Note: This post will cover Hurricane Dorian, which presents no threat to Texas, but which we are covering due to general public interest. For Houston, there are no tropical threats for the foreseeable future. It just looks very hot with diminishing rain chances over the coming days. Our normal posts will resume tomorrow.
Hurricane Dorian has unleashed utter fury on the northern Bahamas over the last 24 hours. Great Abaco and Marsh Harbour took a direct hit yesterday while Dorian was at its peak intensity. Grand Bahama Island was hit directly overnight, and the storm’s forward motion has slowed to approximately 1 mph with the center about 30 miles northeast of Freeport.
Dorian is expected to gradually weaken a bit through the day today, though it will remain an exceptionally dangerous storm, likely of at least category 4 intensity. We are seeing signs of a possible eyewall replacement cycle underway though, which should allow the storm’s maximum winds to weaken, while the size of the wind field expands a bit. Dorian will fluctuate in intensity over the next day or two before beginning a more steady weakening trend as it lifts north later in the week.
Where is Dorian going?
That remains a tricky question, but the good news if you live in Florida is that everything is basically happening the way it was expected to happen in terms of track as of this morning. Anytime a storm slows to 1 mph, there is some inherent uncertainty in the details of a track forecast. But weather modeling is almost entirely on board with a track very similar to Hurricane Matthew in 2016, as it moves up the coast just offshore of Florida, Georgia, and the Carolinas.

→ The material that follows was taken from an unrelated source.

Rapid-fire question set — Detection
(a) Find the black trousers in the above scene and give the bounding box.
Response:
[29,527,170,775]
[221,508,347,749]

The latest European ensemble forecast from overnight is shown above. Again, this is just the European model run 51 different times with some tweaks in initial conditions to give a better idea of goalposts in the forecast. A few things to note. First, of the 51 ensemble members, there are still around 8 to 10 that bring the center onshore near Cape Canaveral or just south of there. While the odds aren’t high, they aren’t zero, so folks in Florida still need to be prepared. Even assuming the track stays 25 to 50 miles offshore as expected, that will still be close enough to deliver strong winds, surge, and plentiful beach erosion to the entire coast. Remember, Matthew took a similar track, and although no two storms are alike, it underscores that severe impacts can still occur without a landfall. The Florida coast will need to hunker down tomorrow through Wednesday.
As Dorian treks northward, finding its way between the high pressure over Texas and the one in the Atlantic, it will begin to accelerate. Again, this will be close to the coasts of Georgia and South Carolina, though probably still offshore. As it passes North Carolina, there will be some chance of a landfall near Cape Fear or Cape Hatteras as the storm passes. Folks in the Carolinas and Georgia should prepare for significant coastal impacts, as well as heavy rain. Again, as we saw during Matthew in these areas, significant impacts can still occur far from the actual center.
Dorian should finally exit at the end of this week, and hopefully we see no more threats to land masses for a bit.